Re: find derivative with exponential function?

...
Also I need to find g'(x) if g(x)=sqrtx(e^x)

would the answer for the second one be .5x^-1/2e^x?

No. Try applying the product rule for differentiation as stated by I like Serena. What do you find? Show your work, and if you have made a mistake, we will know where it is, and can then offer guidance to help correct the error in the application of the rule.

 

[coolbeans33]

Re: find derivative with exponential function?

No. Try applying the product rule for differentiate as stated by I like Serena. What do you find? Show your work, and if you have made a mistake, we will know where it is, and can then offer guidance to help correct the error in the application of the rule.

ok so I used the product rule for this one, and I got (e^x)(sqrt x) * (.5x^1/2)(e^x)

is this right?

 

[Ackbach]

Re: find derivative with exponential function?

ok so I used the product rule for this one, and I got (e^x)(sqrt x) * (.5x^1/2)(e^x)

is this right?

It would be correct if your '*' changed to a '+', and your exponent on the second term was negative.
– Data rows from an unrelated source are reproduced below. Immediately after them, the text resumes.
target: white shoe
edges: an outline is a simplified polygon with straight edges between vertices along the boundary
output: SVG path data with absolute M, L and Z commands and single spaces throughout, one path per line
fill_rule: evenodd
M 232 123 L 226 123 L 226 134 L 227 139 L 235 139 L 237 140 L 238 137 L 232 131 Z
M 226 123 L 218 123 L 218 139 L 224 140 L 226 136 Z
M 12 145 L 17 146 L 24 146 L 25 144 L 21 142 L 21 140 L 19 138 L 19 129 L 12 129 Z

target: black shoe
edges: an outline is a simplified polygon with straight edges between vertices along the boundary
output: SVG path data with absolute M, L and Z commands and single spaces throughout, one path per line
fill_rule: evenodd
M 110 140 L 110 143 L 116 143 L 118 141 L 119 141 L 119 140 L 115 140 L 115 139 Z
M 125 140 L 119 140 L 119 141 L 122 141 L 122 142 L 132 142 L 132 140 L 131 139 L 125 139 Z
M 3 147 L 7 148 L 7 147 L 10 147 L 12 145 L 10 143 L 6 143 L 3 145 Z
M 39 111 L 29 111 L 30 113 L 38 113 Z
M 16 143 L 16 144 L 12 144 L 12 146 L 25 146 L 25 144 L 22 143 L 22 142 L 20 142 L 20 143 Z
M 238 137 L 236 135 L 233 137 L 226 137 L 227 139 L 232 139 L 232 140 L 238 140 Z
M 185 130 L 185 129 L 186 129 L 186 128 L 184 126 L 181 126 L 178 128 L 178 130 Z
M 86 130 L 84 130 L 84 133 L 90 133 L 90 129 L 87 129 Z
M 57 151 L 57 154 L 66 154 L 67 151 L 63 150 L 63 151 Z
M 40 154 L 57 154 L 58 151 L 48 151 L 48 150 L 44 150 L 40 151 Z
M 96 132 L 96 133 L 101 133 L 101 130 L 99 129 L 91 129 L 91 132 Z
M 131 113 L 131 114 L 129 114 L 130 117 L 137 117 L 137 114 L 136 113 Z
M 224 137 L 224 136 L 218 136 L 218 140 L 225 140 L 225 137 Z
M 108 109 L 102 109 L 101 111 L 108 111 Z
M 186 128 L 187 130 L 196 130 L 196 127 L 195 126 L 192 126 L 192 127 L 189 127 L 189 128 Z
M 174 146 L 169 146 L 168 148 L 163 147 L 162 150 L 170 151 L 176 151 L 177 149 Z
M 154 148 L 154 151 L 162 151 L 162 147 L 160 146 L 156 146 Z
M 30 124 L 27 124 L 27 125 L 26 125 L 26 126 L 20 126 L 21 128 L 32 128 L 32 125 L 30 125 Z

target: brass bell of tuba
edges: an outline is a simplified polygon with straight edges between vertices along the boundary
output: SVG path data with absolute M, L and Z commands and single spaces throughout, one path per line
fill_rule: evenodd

That is,
$$(\sqrt{x} \, e^{x})'=\frac{1}{2\sqrt{x}} e^{x}+\sqrt{x} \, e^{x}=e^{x} \left( \frac{1}{2\sqrt{x}} +\sqrt{x} \right).$$

The way I think of the product rule is this: write down two copies of the product, add them together, and take a different derivative each time. This way of thinking about has the virtue of scalability:
$$(fgh)'=f'gh+fg'h+fgh'.$$